The glmS ribozyme is a ribozyme found in Gram-positive bacteria. It is considered a metabolite-responsive ribozyme since it was originally discovered by its ability to catalyze site-specific RNA cleavage in the presence of glucosamine-6-phosphate (GlcN6P). The glmS ribozyme was originally identified in the 5′-untranslated region of the GLMS gene which is involved in the synthesis of GlcN6P. The glmS ribozyme is also considered a riboswitch since it is involved in the regulation of gene expression in response to changing concentrations of a metabolite.

The CPEB3 ribozyme is a self-cleaving non-coding RNA located in the second intron of the CPEB3 (cytoplasmic polyadenylation element-binding protein 3) gene, which belongs to a family of genes regulating the translation of mRNAs. In the case of CPEB3, neurotransmitter receptor mRNA translation is regulated. A 72 nucleotide core of the CPEB3 ribozyme sequence is sufficient to carry out self-cleavage. The cleavage activity of the CPEB3 ribozyme is slow which, under normal conditions, allows normal splicing of the CPEB3 pre-mRNA to occur. A trans-acting factor is known to interact with the ribozyme cleavage site thereby, regulating the rate of ribozyme self-cleavage. When self-cleavage is increased, the level of truncated CPEB3 pre-mRNAs increases resulting in degradation of the cleaved RNA fragments. This process may serve as a switch to turn off the synthesis of the CPEB3 protein.

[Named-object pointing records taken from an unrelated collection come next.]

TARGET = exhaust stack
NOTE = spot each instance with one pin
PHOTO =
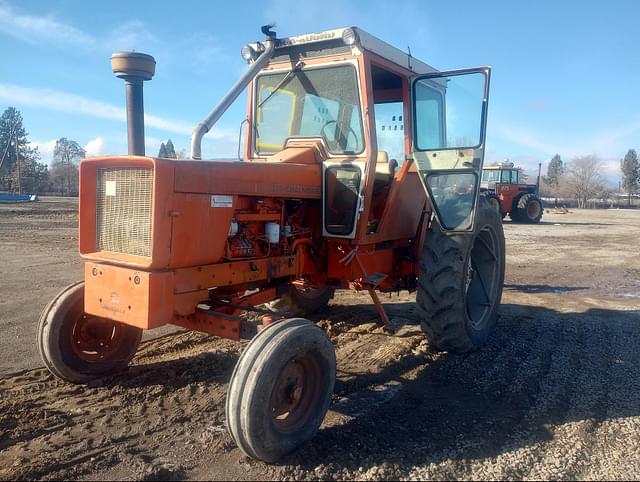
(134, 68)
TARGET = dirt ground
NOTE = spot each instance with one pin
(554, 395)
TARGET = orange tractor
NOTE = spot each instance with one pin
(502, 188)
(327, 196)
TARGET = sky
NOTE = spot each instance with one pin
(565, 75)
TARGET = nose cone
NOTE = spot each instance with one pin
(133, 65)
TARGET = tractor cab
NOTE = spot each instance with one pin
(501, 173)
(376, 116)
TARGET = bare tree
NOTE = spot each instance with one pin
(585, 178)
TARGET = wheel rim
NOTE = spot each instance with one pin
(296, 392)
(533, 209)
(482, 277)
(96, 339)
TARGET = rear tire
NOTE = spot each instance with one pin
(78, 347)
(530, 208)
(280, 389)
(460, 283)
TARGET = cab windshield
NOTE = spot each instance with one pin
(491, 175)
(321, 102)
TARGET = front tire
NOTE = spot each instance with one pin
(280, 389)
(460, 283)
(78, 347)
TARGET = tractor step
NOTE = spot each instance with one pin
(374, 279)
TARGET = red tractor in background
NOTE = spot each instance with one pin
(502, 188)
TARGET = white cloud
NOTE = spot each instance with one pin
(95, 147)
(38, 29)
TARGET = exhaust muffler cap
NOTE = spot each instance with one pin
(133, 65)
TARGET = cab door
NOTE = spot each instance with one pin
(449, 129)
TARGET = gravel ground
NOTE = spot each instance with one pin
(554, 395)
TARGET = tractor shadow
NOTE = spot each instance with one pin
(543, 288)
(569, 223)
(532, 376)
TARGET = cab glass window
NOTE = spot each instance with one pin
(320, 102)
(448, 112)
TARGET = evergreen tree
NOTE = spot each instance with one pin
(171, 152)
(163, 151)
(27, 175)
(64, 168)
(630, 167)
(555, 171)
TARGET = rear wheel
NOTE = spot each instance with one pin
(460, 283)
(79, 347)
(280, 389)
(530, 208)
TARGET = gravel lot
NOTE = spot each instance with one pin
(554, 395)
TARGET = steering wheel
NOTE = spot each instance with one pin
(334, 143)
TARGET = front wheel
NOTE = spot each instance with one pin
(280, 389)
(460, 283)
(78, 347)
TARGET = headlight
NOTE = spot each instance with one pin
(350, 36)
(248, 53)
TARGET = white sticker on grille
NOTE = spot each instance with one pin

Extracellular Cell Surface Associated RNAs

Extracellular RNAs were originally identified as components of ribonucleoprotein complexes that were released from dying cells. These RNAs often become autoantigens such as is the case for the anti-nuclear antigen associated with many cases of systemic lupus erythematosus (SLE). Only recently have experiments demonstrated that nuclear encoded RNAs can be found tethered to the extracellular surface of cells. These RNAs have been termed membrane-associated extracellular RNAs (maxRNA).